Well, I did it. Another leap of faith for another year. Went and booked me a one-way flight to Greece. Yah-hunh, I did. My lil' studio is being subletted to a dear friend through mid-October, starting mid-July. Return flights'll be a heck of a lot cheaper off-season, and I will have had a couple of months rent from my apartment in Athens accumulated to cushion the fall. Which does not loom as deep and low as it could, since my trepidation and fears are less than they were just over a year ago, when I made that other booking for that other place so dear to my heart.

As the weight of uncertainty lifts and the unknown says hello, I look ahead as the sun pours through the window and alone, I smile. I will see my family this year, hug my dad, play with my cousins, swim in the sea, help those who ask to be helped, chat with my friends, watch the sunsets, laugh and cry and connect like I need to. Wow.

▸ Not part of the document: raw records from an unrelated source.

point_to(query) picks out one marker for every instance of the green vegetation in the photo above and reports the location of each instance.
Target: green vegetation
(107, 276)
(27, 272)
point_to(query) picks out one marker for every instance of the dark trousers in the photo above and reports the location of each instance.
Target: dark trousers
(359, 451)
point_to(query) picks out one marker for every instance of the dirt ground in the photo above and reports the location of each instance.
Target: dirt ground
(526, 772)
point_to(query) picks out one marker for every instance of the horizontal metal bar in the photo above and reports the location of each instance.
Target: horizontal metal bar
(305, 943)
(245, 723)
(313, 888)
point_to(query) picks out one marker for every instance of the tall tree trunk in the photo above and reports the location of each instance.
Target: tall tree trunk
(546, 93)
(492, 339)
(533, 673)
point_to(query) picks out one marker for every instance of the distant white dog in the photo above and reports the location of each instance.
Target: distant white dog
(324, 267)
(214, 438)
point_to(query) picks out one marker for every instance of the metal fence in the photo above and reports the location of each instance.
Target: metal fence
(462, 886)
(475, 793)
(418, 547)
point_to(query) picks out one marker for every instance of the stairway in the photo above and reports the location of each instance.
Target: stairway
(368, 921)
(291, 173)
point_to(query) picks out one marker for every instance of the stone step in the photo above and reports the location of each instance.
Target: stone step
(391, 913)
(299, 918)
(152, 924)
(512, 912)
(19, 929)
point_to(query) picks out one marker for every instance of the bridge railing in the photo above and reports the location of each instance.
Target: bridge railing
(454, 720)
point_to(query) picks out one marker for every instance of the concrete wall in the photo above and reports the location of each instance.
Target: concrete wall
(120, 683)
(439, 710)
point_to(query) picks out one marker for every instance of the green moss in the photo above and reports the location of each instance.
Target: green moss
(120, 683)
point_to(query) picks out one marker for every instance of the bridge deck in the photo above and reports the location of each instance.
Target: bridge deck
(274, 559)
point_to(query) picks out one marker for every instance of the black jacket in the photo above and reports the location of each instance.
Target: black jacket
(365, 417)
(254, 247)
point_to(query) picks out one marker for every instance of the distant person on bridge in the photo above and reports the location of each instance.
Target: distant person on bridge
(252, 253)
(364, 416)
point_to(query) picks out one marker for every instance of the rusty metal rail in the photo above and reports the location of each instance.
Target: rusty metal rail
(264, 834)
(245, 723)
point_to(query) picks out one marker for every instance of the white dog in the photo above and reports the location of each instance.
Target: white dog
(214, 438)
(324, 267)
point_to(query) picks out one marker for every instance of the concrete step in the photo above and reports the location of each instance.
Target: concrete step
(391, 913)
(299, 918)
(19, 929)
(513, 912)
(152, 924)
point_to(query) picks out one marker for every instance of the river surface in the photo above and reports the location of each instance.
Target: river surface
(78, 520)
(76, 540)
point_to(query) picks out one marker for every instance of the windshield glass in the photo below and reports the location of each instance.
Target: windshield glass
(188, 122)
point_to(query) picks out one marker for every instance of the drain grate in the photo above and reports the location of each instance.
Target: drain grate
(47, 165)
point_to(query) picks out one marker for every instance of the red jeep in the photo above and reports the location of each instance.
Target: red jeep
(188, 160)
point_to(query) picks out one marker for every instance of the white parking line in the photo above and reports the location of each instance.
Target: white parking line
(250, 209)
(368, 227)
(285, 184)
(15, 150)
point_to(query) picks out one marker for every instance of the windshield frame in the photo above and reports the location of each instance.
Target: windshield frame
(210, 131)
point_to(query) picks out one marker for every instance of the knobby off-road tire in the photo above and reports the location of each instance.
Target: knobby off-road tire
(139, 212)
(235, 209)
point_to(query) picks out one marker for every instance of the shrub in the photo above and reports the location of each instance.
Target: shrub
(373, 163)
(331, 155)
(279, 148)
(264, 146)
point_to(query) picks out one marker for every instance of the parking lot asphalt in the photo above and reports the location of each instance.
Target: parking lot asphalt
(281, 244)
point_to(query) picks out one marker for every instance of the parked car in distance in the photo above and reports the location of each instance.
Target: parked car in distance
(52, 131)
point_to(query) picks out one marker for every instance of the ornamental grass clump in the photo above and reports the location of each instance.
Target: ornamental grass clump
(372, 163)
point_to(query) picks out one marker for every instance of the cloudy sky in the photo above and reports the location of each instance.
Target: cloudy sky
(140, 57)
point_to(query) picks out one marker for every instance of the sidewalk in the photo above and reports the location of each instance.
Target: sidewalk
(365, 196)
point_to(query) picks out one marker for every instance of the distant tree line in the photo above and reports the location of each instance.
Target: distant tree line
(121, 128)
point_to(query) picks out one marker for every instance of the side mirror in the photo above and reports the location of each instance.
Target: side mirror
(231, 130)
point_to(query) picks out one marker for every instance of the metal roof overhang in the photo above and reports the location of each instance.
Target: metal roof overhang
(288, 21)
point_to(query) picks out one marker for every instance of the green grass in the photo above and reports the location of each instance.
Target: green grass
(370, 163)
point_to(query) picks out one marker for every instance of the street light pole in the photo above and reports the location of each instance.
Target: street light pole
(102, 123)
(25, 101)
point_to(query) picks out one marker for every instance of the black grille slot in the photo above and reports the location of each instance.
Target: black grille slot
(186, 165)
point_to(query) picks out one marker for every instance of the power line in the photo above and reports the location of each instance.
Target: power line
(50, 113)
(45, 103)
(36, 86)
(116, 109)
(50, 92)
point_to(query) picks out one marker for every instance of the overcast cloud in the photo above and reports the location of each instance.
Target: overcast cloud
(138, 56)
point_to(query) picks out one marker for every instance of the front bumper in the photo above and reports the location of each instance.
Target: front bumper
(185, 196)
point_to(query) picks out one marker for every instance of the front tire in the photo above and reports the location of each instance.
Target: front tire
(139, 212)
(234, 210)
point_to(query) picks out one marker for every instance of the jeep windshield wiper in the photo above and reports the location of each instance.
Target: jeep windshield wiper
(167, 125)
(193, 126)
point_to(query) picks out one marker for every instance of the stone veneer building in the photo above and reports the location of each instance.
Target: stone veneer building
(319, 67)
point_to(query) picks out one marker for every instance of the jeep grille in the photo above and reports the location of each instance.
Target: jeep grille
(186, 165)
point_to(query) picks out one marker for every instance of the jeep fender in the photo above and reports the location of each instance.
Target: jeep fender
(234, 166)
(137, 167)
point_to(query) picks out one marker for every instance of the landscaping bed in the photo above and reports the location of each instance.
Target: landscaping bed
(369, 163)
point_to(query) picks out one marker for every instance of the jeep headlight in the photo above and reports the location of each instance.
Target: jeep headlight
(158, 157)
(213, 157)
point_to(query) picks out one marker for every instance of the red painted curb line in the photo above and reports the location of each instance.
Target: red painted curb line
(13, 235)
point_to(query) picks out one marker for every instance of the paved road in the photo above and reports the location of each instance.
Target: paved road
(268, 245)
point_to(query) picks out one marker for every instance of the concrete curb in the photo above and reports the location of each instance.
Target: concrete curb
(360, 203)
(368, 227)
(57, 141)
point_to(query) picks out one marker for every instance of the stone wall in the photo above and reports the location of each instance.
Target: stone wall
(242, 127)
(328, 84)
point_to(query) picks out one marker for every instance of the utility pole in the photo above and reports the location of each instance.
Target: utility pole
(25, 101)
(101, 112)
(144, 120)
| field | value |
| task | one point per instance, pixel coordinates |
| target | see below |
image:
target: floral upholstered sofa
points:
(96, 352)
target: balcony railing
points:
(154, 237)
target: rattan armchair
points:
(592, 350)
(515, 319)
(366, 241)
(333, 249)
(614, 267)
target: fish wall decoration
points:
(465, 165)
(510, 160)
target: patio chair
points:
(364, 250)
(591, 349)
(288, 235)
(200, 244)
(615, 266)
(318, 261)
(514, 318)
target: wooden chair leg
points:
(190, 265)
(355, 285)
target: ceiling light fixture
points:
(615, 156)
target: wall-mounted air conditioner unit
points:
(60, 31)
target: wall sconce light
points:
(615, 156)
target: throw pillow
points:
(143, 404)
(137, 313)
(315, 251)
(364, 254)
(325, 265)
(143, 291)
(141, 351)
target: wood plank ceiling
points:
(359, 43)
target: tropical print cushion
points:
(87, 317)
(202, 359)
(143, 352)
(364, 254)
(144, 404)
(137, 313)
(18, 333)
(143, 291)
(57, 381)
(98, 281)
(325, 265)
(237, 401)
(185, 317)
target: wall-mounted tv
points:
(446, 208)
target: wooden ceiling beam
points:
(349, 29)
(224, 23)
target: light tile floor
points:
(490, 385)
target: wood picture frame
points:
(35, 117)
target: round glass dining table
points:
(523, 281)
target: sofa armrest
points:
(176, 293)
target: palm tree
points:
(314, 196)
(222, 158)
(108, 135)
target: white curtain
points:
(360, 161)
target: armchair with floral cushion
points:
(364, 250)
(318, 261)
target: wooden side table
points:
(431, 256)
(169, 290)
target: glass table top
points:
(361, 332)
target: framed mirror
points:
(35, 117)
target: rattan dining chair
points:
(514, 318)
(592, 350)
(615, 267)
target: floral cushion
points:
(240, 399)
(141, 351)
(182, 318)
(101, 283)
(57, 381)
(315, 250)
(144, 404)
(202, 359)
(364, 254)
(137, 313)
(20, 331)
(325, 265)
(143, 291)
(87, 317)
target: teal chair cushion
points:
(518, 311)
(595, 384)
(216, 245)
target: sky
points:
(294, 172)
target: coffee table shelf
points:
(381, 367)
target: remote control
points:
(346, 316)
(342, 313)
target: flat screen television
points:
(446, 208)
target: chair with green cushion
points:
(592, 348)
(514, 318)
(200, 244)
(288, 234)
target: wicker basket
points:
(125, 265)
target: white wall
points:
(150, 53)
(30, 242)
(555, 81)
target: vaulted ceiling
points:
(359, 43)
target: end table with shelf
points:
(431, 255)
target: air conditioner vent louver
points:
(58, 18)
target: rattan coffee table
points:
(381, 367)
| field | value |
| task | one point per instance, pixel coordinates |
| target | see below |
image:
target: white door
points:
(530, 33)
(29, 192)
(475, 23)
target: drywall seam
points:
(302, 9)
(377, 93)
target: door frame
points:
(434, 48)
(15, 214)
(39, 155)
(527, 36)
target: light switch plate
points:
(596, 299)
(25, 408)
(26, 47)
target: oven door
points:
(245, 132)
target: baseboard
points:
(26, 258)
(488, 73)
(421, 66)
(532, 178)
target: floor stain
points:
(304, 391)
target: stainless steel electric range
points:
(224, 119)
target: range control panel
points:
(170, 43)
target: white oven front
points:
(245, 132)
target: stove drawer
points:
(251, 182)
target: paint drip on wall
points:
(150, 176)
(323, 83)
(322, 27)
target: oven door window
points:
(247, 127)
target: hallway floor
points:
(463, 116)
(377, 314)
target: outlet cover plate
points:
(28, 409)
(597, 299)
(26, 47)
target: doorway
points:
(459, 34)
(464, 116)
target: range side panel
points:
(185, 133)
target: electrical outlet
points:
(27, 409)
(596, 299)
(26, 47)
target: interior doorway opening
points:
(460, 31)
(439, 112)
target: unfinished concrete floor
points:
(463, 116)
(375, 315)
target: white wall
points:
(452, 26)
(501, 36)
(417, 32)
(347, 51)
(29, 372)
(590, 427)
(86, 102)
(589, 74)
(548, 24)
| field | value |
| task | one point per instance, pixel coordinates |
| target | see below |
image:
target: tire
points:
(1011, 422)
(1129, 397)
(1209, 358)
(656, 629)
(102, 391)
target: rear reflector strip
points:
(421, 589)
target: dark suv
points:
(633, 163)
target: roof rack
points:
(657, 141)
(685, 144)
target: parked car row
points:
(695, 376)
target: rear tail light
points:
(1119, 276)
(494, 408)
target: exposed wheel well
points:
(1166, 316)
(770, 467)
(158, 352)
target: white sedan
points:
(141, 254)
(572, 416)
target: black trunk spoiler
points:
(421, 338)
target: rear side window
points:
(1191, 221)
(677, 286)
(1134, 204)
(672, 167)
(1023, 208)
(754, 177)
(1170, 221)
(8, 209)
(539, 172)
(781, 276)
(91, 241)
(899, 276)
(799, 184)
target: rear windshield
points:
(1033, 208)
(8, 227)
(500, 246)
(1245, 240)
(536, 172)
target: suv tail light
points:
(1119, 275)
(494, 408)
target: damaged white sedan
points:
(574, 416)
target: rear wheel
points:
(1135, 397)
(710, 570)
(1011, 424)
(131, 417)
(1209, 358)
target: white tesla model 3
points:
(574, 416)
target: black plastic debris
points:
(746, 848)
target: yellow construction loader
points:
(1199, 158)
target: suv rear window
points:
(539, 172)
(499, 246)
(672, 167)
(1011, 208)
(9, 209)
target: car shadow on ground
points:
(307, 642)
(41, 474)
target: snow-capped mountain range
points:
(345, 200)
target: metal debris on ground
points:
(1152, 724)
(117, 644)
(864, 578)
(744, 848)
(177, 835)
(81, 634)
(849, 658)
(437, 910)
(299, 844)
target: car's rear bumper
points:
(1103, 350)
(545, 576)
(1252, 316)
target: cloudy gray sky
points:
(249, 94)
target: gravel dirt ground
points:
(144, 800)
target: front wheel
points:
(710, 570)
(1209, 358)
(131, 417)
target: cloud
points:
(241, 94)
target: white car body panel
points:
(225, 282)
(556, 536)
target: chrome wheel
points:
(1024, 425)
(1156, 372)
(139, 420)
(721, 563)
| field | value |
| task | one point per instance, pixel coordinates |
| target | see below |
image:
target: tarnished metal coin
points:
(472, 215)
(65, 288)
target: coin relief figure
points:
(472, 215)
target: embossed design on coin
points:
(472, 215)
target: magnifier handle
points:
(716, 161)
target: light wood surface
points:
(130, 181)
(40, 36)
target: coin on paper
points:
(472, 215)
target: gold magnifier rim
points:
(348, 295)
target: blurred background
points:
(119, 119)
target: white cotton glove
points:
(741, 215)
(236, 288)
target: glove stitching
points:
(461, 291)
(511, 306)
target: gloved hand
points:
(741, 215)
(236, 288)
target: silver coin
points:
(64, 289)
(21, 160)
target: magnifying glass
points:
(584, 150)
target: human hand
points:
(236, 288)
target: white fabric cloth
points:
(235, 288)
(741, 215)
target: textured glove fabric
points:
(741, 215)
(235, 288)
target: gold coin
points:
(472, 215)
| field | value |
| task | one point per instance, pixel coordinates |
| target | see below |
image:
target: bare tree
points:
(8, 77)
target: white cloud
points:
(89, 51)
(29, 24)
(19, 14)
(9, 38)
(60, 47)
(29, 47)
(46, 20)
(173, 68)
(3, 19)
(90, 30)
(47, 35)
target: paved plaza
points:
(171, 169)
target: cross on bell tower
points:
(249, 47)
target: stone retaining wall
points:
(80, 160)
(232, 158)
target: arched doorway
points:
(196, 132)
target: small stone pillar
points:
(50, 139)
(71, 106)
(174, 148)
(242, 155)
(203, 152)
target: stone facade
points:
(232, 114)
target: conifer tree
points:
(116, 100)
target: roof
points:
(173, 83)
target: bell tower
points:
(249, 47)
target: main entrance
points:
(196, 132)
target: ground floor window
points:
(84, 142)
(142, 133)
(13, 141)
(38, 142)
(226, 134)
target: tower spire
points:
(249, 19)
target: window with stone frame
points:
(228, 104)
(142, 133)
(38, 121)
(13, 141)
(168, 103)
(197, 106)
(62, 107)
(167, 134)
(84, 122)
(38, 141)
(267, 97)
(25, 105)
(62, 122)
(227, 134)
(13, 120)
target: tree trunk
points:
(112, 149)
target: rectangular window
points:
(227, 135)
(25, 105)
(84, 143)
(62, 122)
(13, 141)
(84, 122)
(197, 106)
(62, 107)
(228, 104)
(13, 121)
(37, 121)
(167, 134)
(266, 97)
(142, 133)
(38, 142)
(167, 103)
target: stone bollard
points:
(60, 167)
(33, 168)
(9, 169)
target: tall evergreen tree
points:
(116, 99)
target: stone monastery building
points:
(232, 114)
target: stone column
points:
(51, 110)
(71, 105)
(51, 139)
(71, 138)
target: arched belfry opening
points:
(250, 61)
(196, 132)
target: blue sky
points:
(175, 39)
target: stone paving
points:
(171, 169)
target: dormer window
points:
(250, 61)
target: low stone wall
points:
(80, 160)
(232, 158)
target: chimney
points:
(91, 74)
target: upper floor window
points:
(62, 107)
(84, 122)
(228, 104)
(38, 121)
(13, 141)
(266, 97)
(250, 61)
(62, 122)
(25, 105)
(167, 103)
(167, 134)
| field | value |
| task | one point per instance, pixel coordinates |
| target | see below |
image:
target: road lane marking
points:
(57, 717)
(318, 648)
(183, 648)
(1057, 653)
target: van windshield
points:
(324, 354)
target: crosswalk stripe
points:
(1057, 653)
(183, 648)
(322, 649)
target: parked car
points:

Practicalities: Alison's course is through mid-July. I want to spend my weekdays at the ashram an hour upstate, that's afforded sanctuary and company so often since March, coming to the city for weekend work at the restaurant. I can stay with friends in Queens. Hopefully make and save a little money. Absorb all I've learned and am learning. Gather up all the strength and love I've been amassing into an armfull I will present to all I love upon arrival on those other shores.